In the example of the French building I posted yesterday, which no one has tried to calculate, (too bad, because it's very instructive), you have a good example of decreasing acceleration accompanied by a velocity increase. Thus if the upper block descends the first 7 meters in 1.22 seconds and the first 14 meters in 1.78 seconds, the drop from 7 to 14 meters obviously took 0.56 seconds. This implies that the acceleration changed from 9.4 m/s^2 to 3.69 m/s^2 at the 1.22 second mark. However it's simple to show that the velocity would have been 11.5 m/s at 1.22 seconds and 13.53 m/s at 1.78 seconds, so we should not say the upper block decelerated, because the velocity was always increasing, but rather there was a reduction in the acceleration.

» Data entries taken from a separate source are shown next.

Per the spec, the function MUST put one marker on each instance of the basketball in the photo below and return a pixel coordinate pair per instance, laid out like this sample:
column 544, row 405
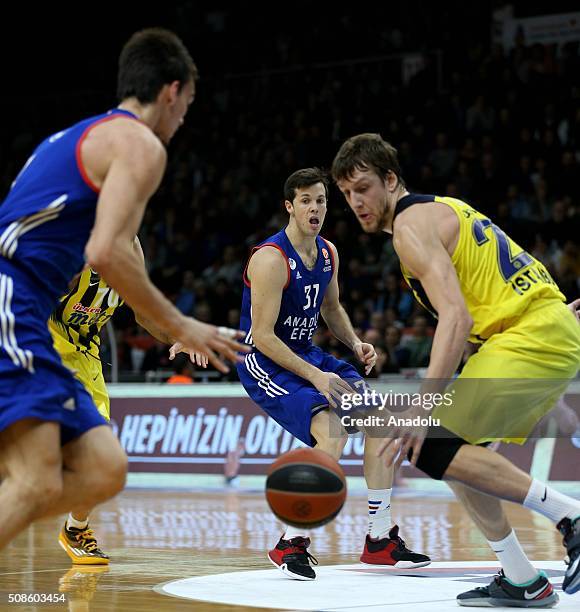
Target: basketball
column 305, row 488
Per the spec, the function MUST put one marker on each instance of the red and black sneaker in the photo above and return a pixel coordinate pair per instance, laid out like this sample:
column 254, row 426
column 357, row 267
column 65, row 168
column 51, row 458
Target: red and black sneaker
column 392, row 551
column 292, row 558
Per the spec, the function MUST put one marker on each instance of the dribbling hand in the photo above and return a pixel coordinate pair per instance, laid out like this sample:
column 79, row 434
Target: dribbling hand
column 366, row 354
column 199, row 359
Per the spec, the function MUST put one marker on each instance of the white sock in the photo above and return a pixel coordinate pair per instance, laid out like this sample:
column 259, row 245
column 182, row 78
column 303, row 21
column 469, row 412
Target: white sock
column 516, row 566
column 72, row 522
column 379, row 513
column 550, row 503
column 294, row 532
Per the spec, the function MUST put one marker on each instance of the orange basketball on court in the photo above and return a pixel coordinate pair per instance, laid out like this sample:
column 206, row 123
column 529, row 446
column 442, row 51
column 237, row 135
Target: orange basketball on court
column 305, row 488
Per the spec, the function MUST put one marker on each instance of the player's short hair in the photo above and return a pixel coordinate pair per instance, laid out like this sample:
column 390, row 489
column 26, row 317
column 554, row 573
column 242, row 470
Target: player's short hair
column 366, row 152
column 150, row 59
column 302, row 179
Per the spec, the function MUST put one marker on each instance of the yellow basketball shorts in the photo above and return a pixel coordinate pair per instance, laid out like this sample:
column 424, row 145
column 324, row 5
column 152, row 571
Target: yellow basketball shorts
column 88, row 370
column 516, row 377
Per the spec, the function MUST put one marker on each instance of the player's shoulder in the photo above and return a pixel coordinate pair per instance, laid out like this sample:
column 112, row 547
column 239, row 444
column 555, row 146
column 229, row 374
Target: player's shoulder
column 126, row 135
column 329, row 244
column 269, row 254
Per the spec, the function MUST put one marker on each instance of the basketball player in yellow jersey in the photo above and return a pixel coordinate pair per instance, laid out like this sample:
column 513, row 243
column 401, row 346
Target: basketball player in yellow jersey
column 75, row 326
column 483, row 287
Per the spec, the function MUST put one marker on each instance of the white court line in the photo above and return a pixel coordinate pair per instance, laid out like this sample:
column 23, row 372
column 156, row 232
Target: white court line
column 64, row 569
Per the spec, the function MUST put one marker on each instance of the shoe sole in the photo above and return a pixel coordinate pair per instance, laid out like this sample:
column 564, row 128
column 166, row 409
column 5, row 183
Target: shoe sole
column 82, row 560
column 547, row 602
column 574, row 585
column 284, row 569
column 399, row 564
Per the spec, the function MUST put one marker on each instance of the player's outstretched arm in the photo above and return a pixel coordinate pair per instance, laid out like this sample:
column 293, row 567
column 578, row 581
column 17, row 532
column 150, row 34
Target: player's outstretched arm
column 339, row 323
column 128, row 162
column 421, row 251
column 268, row 274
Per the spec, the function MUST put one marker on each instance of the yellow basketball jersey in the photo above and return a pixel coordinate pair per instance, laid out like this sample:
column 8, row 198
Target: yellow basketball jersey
column 498, row 279
column 82, row 313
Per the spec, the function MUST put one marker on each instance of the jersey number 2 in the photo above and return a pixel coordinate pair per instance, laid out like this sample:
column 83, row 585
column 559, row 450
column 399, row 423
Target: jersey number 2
column 507, row 263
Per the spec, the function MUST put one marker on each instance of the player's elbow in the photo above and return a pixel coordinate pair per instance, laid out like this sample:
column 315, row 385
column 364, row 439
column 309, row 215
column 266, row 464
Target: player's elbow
column 458, row 317
column 262, row 340
column 99, row 256
column 463, row 319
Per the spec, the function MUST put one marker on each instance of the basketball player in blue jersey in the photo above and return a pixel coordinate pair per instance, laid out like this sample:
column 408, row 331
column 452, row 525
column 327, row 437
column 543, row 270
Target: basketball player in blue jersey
column 484, row 288
column 79, row 200
column 290, row 280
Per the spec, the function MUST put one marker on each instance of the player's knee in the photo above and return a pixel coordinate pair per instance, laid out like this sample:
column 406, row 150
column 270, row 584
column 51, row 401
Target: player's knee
column 437, row 456
column 333, row 445
column 39, row 492
column 115, row 472
column 111, row 475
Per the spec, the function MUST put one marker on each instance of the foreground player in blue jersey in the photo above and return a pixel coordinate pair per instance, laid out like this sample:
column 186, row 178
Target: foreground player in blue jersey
column 80, row 199
column 290, row 280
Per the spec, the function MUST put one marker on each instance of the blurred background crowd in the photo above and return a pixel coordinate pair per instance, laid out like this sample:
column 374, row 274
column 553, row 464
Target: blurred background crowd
column 497, row 125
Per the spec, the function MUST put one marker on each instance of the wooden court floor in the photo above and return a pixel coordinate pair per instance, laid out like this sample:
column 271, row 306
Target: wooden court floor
column 158, row 536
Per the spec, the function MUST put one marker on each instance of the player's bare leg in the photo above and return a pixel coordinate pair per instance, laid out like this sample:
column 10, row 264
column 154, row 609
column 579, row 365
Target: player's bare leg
column 50, row 480
column 31, row 474
column 518, row 583
column 383, row 546
column 490, row 473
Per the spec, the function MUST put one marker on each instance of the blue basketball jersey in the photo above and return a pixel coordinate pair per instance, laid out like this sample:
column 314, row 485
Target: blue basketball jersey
column 302, row 296
column 47, row 217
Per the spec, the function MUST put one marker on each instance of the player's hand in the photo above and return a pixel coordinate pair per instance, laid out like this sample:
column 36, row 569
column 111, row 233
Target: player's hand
column 575, row 309
column 210, row 340
column 404, row 438
column 199, row 359
column 366, row 354
column 333, row 387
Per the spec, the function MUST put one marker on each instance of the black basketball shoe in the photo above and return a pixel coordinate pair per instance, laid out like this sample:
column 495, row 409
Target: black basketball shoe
column 293, row 558
column 501, row 592
column 570, row 529
column 392, row 551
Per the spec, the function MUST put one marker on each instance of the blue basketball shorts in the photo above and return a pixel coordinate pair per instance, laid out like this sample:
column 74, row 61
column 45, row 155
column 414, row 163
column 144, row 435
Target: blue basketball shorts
column 289, row 399
column 33, row 381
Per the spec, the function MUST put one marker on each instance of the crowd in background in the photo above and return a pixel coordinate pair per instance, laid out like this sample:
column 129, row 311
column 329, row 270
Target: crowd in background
column 498, row 128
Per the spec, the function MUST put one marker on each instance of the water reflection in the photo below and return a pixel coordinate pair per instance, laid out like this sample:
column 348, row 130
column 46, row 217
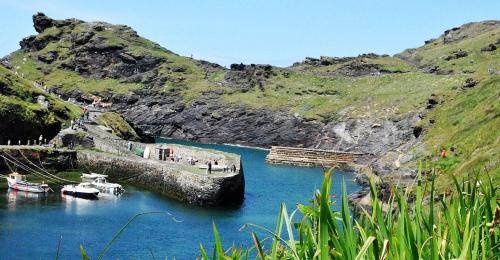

And, by the way, this example nicely illustrates how precise the video measurements must be to detect these effects! After 1.22 seconds, or 7 meters of "near free fall" at 9.4 m/s^2, the block is moving at 11.5 m/s. It turns out that there is a change by a factor of two in the acceleration if the time to drop the 2nd 7 meters changes by a mere 0.04 seconds! It follows that in order to detect a jolt at 1.22 seconds (in my example!), the drop data must be recorded with a precision of better than 0.1 meters which implies a sampling rate of 10 milliseconds. I seriously doubt this level of precision is possible with any of the videos we are discussing.
It isn't just reduced acceleration in the abc tower, although that does occur after the first two story fall probably due to the loose debris of the demolished floors, there was a real 15 to 20% velocity loss
after the third story of the fall. This would have been when the upper block impacted the intact lower block. In the terms you would like to use, that means there was negative acceleration
. It is quite unambiguous also, as it takes time for the velocity to recover and the velocity drop can be detected with more than one data point. Measure it and see for yourself.
In WTC 1 the energy requirements to buckle the columns on the 97th and 99th floors would have drained 85% of the pre-impact velocity and conservation of momentum in picking up the 98th floor slab would have reduced it further. It would have been a dramatic velocity loss if there was an impulse after a 12 foot drop. There would then have been about a 1000 millisecond window to detect the velocity loss while it was recovering to pre-impact levels. But we don't see this velocity loss in WTC 1, therefore there was no negative acceleration, which means no force amplification and no natural mechanism for collapse. There is no way around that and that is why Dr. Bazant thought there had to be an impact and velocity loss or negative acceleration.